Plädoyer für die Langsamkeit

Gemuetlich

Damit es uns nicht den Schweiß auf die Stirn treibt,
wenn wir die Straße überqueren

Vorweg, es ist schon klar, dass man nicht in allen Lebenslagen langsam sein kann. Es geht auch nicht darum auf Autobahnen mit 50 km/h dahin zu kriechen oder sein Gegenüber mit betont langsamem Sprechen zu nerven. Vielmehr geht es um die Notwendigkeit und das Schaffen eines neuen Bewusstseins für die Zeit. Es geht um die eigene Zeit und die Zeit der Anderen. Es geht um ein Überdenken des Zeitgeists, des immer schneller und besser sein.Fussgaengerampel mit Countdown

Wo sind wir blos gelandet, wenn es uns, um eine Ampel zu Fuß noch bei Grün zu überqueren, den Schweiß auf die Stirn treibt?
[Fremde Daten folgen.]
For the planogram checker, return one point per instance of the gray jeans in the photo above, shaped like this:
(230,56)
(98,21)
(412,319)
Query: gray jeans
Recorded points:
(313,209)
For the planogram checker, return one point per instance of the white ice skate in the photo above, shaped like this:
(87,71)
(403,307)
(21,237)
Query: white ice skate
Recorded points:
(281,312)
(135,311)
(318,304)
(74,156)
Wo führt uns der Weg hin wenn Muße nur mehr ein Wort des Altertums ist und keine Aktualität und keinen Wert mehr hat? Wir leben in einer immer schnelleren Welt, wo die Langsamen keinen Platz mehr finden, wo alte Menschen „aufbewahrt“ werden, wo Kinder vor dem Fernseher oder Computer „abgelegt“ werden. „Zeit ist Geld“, ein Spruch aus dem Jahr 1748 von Benjamin Franklin, der wahrscheinlich heute schon längst von einem schnellen Auto überfahren worden wäre oder vielleicht an Burn Out leiden würde. Er hätte sich nie gedacht, dass sein Spruch uns das Leben zur Hölle machen kann.
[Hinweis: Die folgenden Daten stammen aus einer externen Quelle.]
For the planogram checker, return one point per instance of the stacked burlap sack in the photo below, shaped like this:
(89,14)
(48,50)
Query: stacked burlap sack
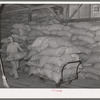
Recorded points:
(19,32)
(48,54)
(87,38)
(82,38)
(84,35)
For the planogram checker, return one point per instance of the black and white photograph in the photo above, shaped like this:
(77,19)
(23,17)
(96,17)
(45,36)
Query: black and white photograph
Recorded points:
(50,46)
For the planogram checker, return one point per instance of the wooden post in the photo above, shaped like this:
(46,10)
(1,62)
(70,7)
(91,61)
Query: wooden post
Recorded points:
(29,13)
(89,10)
(66,12)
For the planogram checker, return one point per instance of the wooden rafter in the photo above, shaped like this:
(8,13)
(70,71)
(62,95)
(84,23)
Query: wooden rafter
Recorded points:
(41,7)
(53,13)
(75,11)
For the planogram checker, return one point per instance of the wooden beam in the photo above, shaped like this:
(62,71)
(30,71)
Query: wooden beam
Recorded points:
(1,8)
(14,11)
(66,12)
(29,13)
(89,10)
(41,7)
(75,11)
(80,20)
(53,13)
Sind wir für die erschaffene schnelle Welt erschaffen?

Belohnt werden die Schnellen, die Drängler, die Ungeduldigen und Vorlauten. Sie machen Karriere und haben Geld. Doch sind wir für die schnelle Welt die wir erschaffen überhaupt geschaffen? Ist es richtig, dass wir nun nicht mehr nur fortschreiten sondern schon mehr fortlaufen? Wir feiern jeden Rekord und belohnen die Schnellsten. Doch sollten nicht auch die Menschen belohnt werden die Sehen und Spüren, die Nachdenklichen und Zögerlichen. Ihnen gebührt mehr Aufmerksamkeit, denn sie können sehen und fühlen woran andere vorübereilen. Sie haben die Ruhe und die Zeit Dinge zu begreifen, zu spüren, zu hören und zu betrachten von der manch beschleunigter Zeitgeist keine Ahnung mehr hat. Von ihnen können wir lernen, die Langsamkeit und die Bereitschaft für Genuss. Genuss für mehr Freude, Genuss für mehr Leben. Denn dieses ist das einzige Leben welches wir haben – vielleicht nur dieses. Gemuetlich

Also nehmen wir uns von Zeit zu Zeit einfach Zeit für die Langsamkeit, für Momente der Zeitlupe, für Augenblicke der Aufmerksamkeit, für Erlebnisse des Genusses. In diesem Sinne sollte man sich öfter einen genussvollen Tag mit Muße und ein wenig mehr bewusster Langsamkeit gönnen. Wann ist Ihr nächster Genusstag?